SPEAKER_00What do you do? Let's go back to the airport or like what do you do in that moment? What do you do to deal with that trigger, all that craving, all that what do you do in that moment? How do you get through it?
SPEAKER_01In that moment, when it's a critical moment, when I don't have time to do all the dialectical behavioral therapy techniques and I've got too much else going on, there's a very simple technique I was taught, which always works if you see it through to the end, which is called get up and go sit over there. If you're having an urge, if you're having a trigger, get up from where you are and go sit over there. And when you're sitting there, if you have an urge or a trigger, get up and find another place to go. Now, that seat may be in your car and you may need to drive somewhere else. That seat may be someone else's house. That seat may be outside if you're inside. Whatever it is, get up and go someplace else.

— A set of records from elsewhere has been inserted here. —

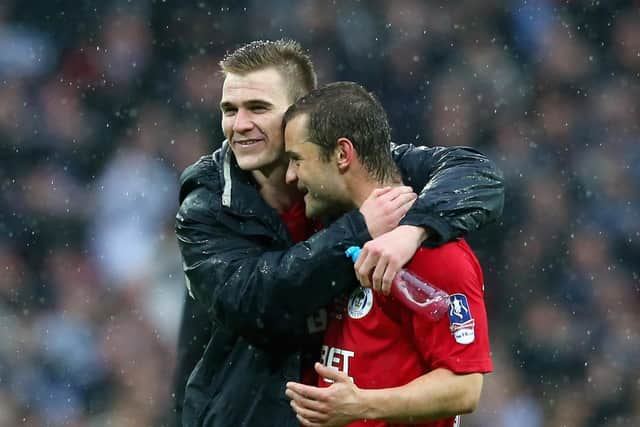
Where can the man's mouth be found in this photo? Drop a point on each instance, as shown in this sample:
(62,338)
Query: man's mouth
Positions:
(247,142)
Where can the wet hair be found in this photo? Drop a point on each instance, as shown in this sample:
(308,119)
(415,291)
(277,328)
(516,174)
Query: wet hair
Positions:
(287,56)
(347,110)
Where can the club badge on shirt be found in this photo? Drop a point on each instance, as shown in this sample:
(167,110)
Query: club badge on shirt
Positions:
(462,324)
(360,303)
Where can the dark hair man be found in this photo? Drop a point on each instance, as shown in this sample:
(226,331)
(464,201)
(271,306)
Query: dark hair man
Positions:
(239,222)
(383,364)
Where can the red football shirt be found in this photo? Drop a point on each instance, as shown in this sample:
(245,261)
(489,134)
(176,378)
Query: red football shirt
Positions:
(379,343)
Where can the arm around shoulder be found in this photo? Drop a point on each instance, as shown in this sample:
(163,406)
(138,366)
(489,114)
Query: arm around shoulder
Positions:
(460,189)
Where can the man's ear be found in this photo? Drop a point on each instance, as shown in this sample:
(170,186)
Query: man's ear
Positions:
(345,153)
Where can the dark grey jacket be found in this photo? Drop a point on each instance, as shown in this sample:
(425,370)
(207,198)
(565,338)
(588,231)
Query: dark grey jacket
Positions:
(264,295)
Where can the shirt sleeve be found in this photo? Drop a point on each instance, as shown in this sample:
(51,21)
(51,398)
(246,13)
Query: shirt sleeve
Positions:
(460,340)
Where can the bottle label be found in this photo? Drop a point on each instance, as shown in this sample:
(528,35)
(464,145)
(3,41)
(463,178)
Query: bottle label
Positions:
(462,323)
(360,303)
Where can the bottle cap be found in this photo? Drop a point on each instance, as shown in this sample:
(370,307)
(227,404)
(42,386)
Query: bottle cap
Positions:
(353,252)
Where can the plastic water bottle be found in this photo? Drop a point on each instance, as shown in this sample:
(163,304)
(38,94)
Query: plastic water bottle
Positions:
(412,291)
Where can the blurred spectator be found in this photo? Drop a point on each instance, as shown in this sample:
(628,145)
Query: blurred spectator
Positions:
(102,104)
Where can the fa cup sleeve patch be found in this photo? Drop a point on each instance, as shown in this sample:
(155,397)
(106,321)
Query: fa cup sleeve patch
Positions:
(462,324)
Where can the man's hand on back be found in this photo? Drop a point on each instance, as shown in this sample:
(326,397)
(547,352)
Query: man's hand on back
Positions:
(385,207)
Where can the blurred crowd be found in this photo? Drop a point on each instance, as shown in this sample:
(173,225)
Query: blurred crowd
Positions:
(103,104)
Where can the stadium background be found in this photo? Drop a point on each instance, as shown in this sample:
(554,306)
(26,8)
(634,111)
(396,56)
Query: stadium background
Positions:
(102,103)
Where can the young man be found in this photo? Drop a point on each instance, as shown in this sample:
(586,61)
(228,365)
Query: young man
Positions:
(384,364)
(238,222)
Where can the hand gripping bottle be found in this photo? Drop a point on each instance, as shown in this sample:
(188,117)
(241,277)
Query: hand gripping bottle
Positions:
(415,293)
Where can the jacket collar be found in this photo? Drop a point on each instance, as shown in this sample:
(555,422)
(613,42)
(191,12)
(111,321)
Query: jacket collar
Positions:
(240,193)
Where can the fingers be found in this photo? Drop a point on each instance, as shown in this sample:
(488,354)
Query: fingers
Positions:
(307,391)
(330,373)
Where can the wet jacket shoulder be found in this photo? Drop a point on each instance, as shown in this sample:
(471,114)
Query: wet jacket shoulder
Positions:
(460,189)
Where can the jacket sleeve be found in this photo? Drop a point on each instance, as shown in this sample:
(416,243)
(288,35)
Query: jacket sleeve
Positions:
(253,289)
(462,190)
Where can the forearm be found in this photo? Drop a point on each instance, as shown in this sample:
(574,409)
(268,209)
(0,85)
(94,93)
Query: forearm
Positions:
(436,395)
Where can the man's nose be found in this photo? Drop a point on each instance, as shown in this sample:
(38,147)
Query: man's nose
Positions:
(290,176)
(242,121)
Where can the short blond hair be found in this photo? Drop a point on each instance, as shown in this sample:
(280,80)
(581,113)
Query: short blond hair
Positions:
(287,56)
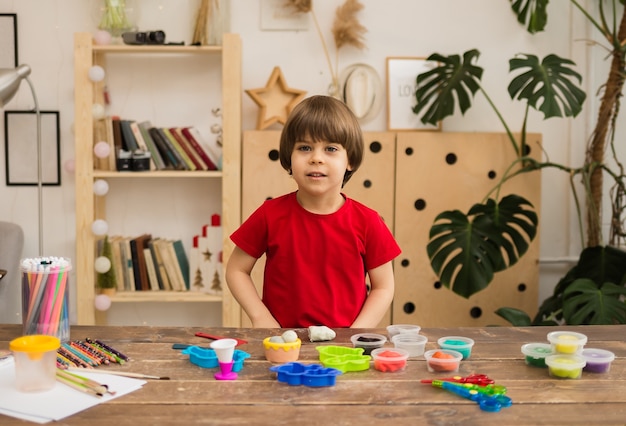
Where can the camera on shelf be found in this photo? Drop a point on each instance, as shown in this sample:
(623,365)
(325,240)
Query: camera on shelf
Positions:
(144,37)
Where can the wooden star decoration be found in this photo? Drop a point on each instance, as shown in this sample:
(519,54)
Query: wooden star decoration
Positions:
(276,100)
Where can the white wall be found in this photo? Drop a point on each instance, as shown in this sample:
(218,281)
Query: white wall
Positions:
(395,28)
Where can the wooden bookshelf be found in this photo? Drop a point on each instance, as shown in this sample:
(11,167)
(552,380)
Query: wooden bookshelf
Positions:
(88,207)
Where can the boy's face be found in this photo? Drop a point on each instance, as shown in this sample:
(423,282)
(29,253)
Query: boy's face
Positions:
(319,167)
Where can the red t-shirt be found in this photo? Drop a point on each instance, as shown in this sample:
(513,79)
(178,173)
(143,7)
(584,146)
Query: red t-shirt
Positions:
(316,264)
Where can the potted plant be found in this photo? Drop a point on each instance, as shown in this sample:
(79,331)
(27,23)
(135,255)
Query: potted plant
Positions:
(467,248)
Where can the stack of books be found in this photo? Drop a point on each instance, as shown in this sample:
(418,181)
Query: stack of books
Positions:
(173,148)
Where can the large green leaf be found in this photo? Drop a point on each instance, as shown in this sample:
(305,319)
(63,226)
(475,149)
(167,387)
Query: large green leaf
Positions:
(599,264)
(586,303)
(438,88)
(547,86)
(531,13)
(465,250)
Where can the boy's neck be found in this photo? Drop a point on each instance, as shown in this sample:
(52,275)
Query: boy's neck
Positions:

SPEAKER_00What about for people that take themselves with themselves when they I'm just thinking about myself? Like well, again, this is also in the moment.
SPEAKER_01This is not a this is an emergency break glass situation. And I, in that, the first time I did this, after I had got clean, I got to an airport and I was right across from a microbrew. And I was, oh, what the fuck? Who is conspiring to make me fail putting a bar right in front of my gate? So I ended up getting up and going two gates over and sitting down over there. But I could still see it. So what I did was I went to the newsstand, I bought a copy of Rolling Stone magazine, and then I found one of those banks of TVs that does all the arrivals and departures, and I sat there and watched. And when it finally said that my flight was boarding, that's when I got up and I walked over there. So for anyone. I removed myself from this. Yeah, I mean, and like I said, this is not a healing technique, but just getting up and getting out of the situation.
SPEAKER_00Perfect. Well, where's the best place to be when the punch is thrown? Not there, right?
SPEAKER_01Yeah, absolutely. And unlike before, I recognize you don't win by hitting back.
SPEAKER_00Exactly. Exactly. All right, Josh, one question, leave one line, one question, statement, sentence, anything for the next guest? What are you gonna leave him today?
SPEAKER_01What does Frederick Nietzsche mean when he says that which is done out of love takes place beyond good and evil?
SPEAKER_00Great. Thanks, Josh. It's been great having you on, and we're gonna leave it there.
SPEAKER_01Thanks a lot, Chad. It was great meeting you, and thank you so much for letting me be on your show.